Los labios de Morgan adquirieron la misma palidez que su rostro. Rebus vio que parpadeaba y por un instante pensó que iba a desmayarse.
– No sé a qué se refiere -replicó ella.
– Yo de momento no dejaría las clases de interpretación; le queda bastante por aprender. Se ha puesto pálida, le tiembla la voz y parpadea como si estuviera deslumbrada por los faros de un coche -dijo Rebus reclinándose en el sillón. No llevaba allí más de cinco minutos, pero juzgaba que ya sabía todo lo elemental sobre la vida de Gill Morgan por lo poco que le había dicho: una infancia sin carencias, padres que le daban dinero y la cuidaban, ducha en el arte de las confidencias y una persona que nunca había tenido un problema del que no hubiera podido salir engatusando a la gente.
Hasta aquel momento.
– Vamos a hablar de ello tranquilamente -añadió Rebus con voz más suave-, para que le resulte más fácil. ¿Cómo conoció a Nancy?
– En una fiesta, creo.
– ¿Cree?
– Yo había ido de bares con unos amigos… y acabamos en una fiesta, pero no recuerdo si Nancy estaba en ella o se incorporó al grupo sobre la marcha.
Rebus asintió con la cabeza.
– ¿Cuánto tiempo hace de eso?
– Tres o cuatro meses. Fue por la época del Festival.
– Me da la impresión de que no son de la misma extracción social.
– Desde luego.
– ¿Y qué es lo que tienen en común? -Morgan no parecía dar con una respuesta-. Quiero decir que simpatizarían por algo.
– Ella es muy divertida.
– ¿Por qué tendré la impresión de que miente otra vez? ¿Será por el temblor de la voz o por el parpadeo?
Morgan se levantó de un salto.
– ¡No tengo por qué contestar a sus preguntas! ¿Sabe quién es mi madre?
– Ya me imaginaba que saldría a relucir -dijo Rebus con sonrisa de satisfacción-. Adelante: sorpréndame.
– Es la esposa de sir Michael Addison.
– ¿Quiere decir que él no es su padre?
– Mi padre murió cuando yo tenía doce años.
– ¿Y conserva su apellido? -la joven se ruborizó y decidió sentarse, pero esta vez con los pies en el suelo.
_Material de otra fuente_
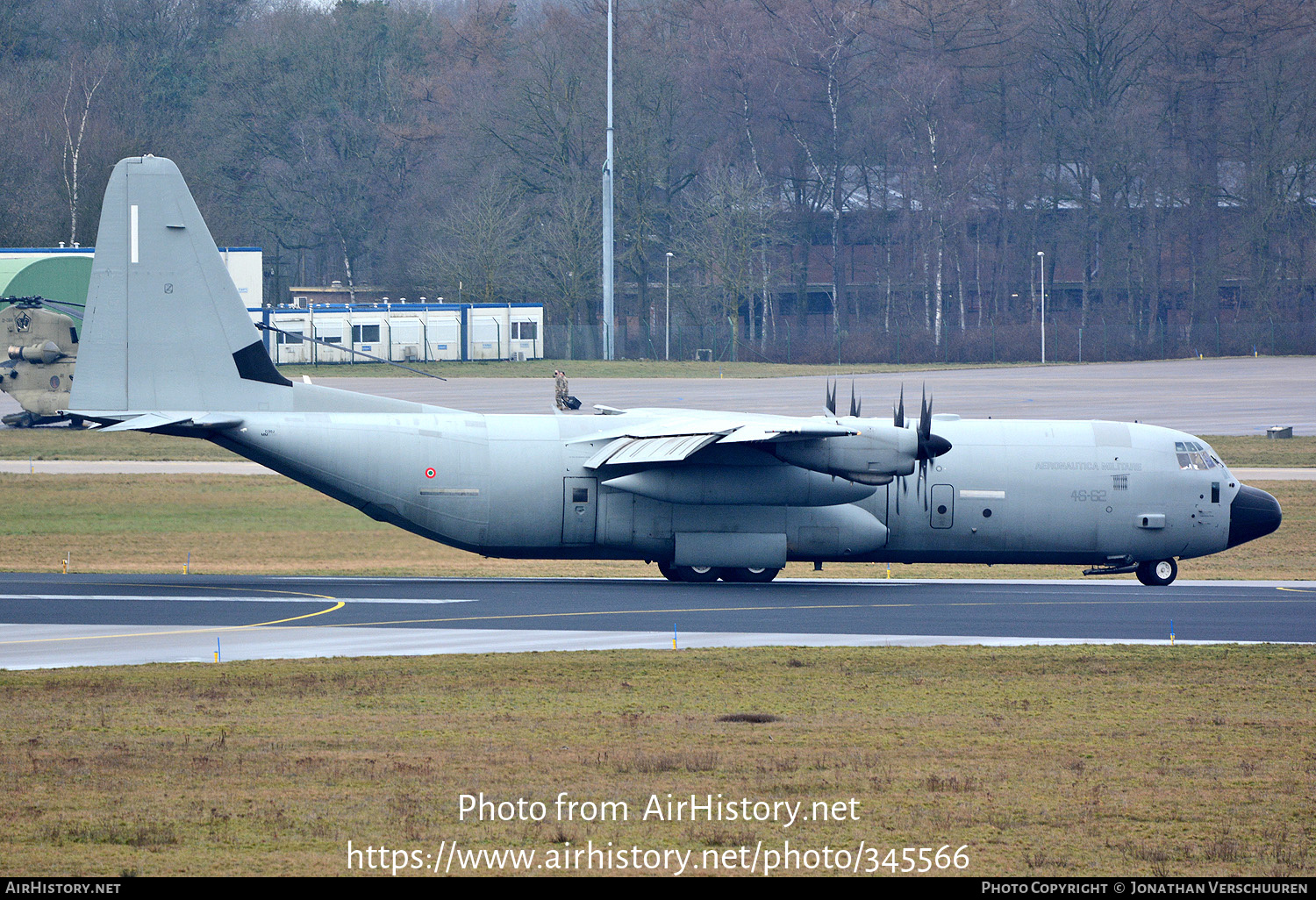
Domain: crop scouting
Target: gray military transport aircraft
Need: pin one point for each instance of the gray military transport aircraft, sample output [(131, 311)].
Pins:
[(168, 347)]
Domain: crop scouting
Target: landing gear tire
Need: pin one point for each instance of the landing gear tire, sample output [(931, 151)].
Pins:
[(1158, 574), (749, 575), (697, 574)]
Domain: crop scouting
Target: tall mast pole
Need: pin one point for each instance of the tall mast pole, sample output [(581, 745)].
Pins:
[(608, 310)]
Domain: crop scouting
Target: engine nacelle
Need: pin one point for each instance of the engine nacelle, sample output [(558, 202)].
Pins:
[(876, 455), (46, 352)]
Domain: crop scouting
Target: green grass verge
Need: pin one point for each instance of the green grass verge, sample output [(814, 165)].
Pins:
[(615, 368), (261, 524), (1039, 761)]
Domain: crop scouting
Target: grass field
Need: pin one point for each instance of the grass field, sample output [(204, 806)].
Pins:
[(236, 524), (1039, 761), (613, 368)]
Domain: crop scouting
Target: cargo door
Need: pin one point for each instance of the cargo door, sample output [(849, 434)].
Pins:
[(579, 510), (942, 505)]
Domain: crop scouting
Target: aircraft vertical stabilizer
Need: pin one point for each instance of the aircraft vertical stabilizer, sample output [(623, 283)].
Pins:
[(166, 328)]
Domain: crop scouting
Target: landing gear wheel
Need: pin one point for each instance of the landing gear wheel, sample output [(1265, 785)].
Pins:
[(1158, 574), (749, 575), (699, 574)]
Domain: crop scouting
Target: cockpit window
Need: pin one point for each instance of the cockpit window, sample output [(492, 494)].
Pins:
[(1194, 455)]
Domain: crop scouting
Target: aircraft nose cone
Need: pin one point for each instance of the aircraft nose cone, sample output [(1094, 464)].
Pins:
[(933, 446), (1252, 515)]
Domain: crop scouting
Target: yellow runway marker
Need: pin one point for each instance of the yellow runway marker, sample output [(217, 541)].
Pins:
[(211, 587), (848, 605), (184, 631)]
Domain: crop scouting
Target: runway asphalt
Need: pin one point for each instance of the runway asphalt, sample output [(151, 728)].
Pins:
[(91, 620)]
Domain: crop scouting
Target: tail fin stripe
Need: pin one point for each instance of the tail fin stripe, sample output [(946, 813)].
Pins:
[(254, 365)]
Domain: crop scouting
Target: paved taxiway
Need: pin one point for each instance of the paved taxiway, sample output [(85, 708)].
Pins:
[(76, 620), (1203, 396)]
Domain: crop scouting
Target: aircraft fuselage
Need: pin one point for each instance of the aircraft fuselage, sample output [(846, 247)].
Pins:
[(1078, 492)]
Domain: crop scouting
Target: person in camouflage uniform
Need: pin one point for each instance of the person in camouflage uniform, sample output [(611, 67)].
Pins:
[(561, 389)]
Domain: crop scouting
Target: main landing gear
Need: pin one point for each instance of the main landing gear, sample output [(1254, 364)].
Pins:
[(704, 574), (1158, 574)]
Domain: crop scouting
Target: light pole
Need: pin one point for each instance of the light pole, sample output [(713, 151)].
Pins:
[(1041, 268), (668, 339)]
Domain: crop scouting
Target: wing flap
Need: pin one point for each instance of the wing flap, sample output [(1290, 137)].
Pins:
[(647, 450)]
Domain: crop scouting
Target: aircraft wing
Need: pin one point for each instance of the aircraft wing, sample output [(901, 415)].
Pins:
[(663, 436), (152, 421)]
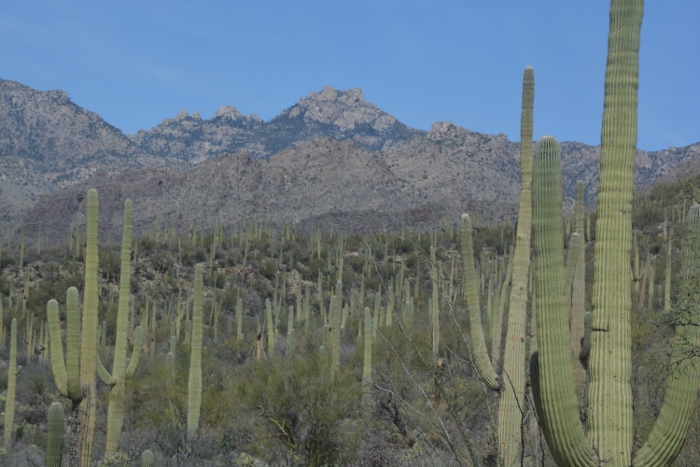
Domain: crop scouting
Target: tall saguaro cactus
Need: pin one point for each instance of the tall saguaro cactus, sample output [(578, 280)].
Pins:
[(11, 385), (610, 367), (476, 328), (552, 375), (578, 292), (120, 371), (75, 378), (194, 387), (510, 413)]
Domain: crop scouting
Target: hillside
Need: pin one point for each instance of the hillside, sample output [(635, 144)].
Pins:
[(48, 143)]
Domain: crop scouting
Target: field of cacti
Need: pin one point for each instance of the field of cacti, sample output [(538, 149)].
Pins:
[(566, 339)]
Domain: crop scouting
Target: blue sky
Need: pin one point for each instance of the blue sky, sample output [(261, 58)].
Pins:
[(138, 62)]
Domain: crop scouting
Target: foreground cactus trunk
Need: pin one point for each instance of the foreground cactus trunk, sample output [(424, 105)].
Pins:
[(510, 411), (120, 371), (11, 387), (194, 386), (610, 368), (610, 436)]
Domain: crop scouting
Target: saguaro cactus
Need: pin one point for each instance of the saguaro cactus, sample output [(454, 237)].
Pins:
[(553, 385), (578, 292), (54, 439), (11, 385), (471, 286), (120, 371), (552, 374), (194, 387), (512, 401), (75, 379)]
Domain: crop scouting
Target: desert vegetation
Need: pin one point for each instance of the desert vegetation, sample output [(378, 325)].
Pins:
[(261, 344)]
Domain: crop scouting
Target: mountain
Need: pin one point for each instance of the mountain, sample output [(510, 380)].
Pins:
[(322, 183), (47, 142), (348, 160), (342, 115)]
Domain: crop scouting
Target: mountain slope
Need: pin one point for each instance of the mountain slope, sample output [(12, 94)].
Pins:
[(342, 115)]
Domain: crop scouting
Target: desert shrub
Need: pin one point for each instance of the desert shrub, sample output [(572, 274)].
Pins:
[(297, 412)]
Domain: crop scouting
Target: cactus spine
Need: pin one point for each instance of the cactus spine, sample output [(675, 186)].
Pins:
[(120, 371), (54, 439), (512, 400), (11, 386), (194, 387)]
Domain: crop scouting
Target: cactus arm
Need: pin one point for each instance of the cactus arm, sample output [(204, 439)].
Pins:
[(555, 395), (479, 352), (668, 435)]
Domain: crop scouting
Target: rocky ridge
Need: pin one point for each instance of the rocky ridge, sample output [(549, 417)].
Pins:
[(47, 143)]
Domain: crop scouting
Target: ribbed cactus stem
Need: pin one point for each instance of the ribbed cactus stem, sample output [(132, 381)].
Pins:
[(115, 410), (290, 331), (194, 387), (11, 387), (585, 340), (610, 420), (88, 336), (239, 319), (667, 277), (55, 435), (578, 289), (479, 351), (434, 303), (335, 334), (554, 392), (270, 328), (514, 357), (367, 364)]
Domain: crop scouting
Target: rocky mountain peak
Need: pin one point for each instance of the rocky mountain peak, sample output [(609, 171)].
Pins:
[(343, 109), (446, 130)]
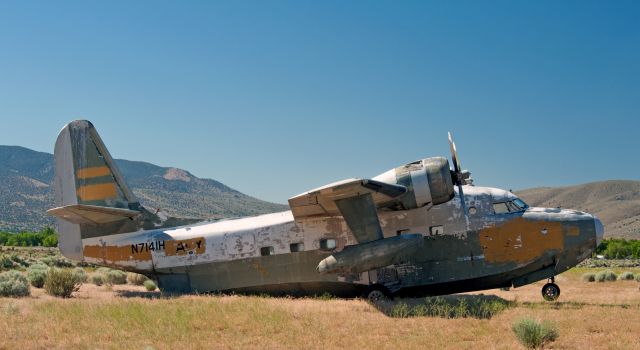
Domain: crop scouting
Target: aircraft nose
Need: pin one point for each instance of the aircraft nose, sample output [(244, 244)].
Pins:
[(599, 230)]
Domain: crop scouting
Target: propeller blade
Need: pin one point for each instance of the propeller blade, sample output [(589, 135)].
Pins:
[(458, 171), (454, 155)]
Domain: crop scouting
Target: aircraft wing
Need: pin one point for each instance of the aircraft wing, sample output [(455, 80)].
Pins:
[(357, 200)]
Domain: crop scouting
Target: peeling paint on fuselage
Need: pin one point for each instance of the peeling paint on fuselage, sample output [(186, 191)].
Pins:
[(491, 251)]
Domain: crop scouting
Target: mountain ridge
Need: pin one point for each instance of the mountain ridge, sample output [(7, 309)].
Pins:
[(26, 193)]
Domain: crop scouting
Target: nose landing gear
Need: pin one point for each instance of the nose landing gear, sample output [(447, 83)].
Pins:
[(550, 291)]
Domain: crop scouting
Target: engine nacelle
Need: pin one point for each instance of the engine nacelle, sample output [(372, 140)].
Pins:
[(427, 180)]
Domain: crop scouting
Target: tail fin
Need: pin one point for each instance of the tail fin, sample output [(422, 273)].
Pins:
[(91, 196)]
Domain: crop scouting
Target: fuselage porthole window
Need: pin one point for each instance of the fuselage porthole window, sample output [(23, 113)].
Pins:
[(264, 251), (296, 247)]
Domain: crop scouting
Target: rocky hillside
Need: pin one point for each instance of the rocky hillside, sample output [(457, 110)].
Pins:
[(616, 203), (26, 192)]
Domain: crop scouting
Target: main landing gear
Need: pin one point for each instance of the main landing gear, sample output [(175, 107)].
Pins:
[(550, 291)]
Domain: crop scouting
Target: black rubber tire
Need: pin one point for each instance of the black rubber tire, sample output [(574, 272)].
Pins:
[(550, 292), (376, 293)]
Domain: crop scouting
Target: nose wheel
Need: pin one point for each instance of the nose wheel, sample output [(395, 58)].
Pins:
[(550, 291)]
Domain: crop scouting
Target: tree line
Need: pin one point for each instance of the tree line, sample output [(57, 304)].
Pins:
[(44, 238)]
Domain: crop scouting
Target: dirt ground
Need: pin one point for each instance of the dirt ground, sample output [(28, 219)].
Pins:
[(588, 316)]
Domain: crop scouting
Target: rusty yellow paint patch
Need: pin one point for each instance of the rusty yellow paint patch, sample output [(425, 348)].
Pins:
[(97, 192), (115, 253), (88, 173), (520, 240), (573, 230), (185, 246)]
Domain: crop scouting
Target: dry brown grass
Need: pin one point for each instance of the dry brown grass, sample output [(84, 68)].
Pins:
[(588, 315)]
Rebus separó las manos y las apoyó en los brazos del sillón-. Bien, ¿quién es sir Michael Addison? -preguntó.
– El director del banco First Albannach.
– Una persona cuya amistad es valiosa, supongo.
– Él rescató a mi madre del alcohol -añadió Morgan taladrando a Rebus con la mirada-. Y nos quiere mucho a las dos.
– Es una suerte para usted, pero eso de nada le sirve al desgraciado que mataron en King’s Stables Road. Su amiga Nancy encontró el cadáver y nos mintió respecto de dónde venía. Nos dio su nombre, Gill, y su dirección, lo que significa que cree que usted es una gran amiga, de las que prefieren ir a la cárcel antes que decir la verdad.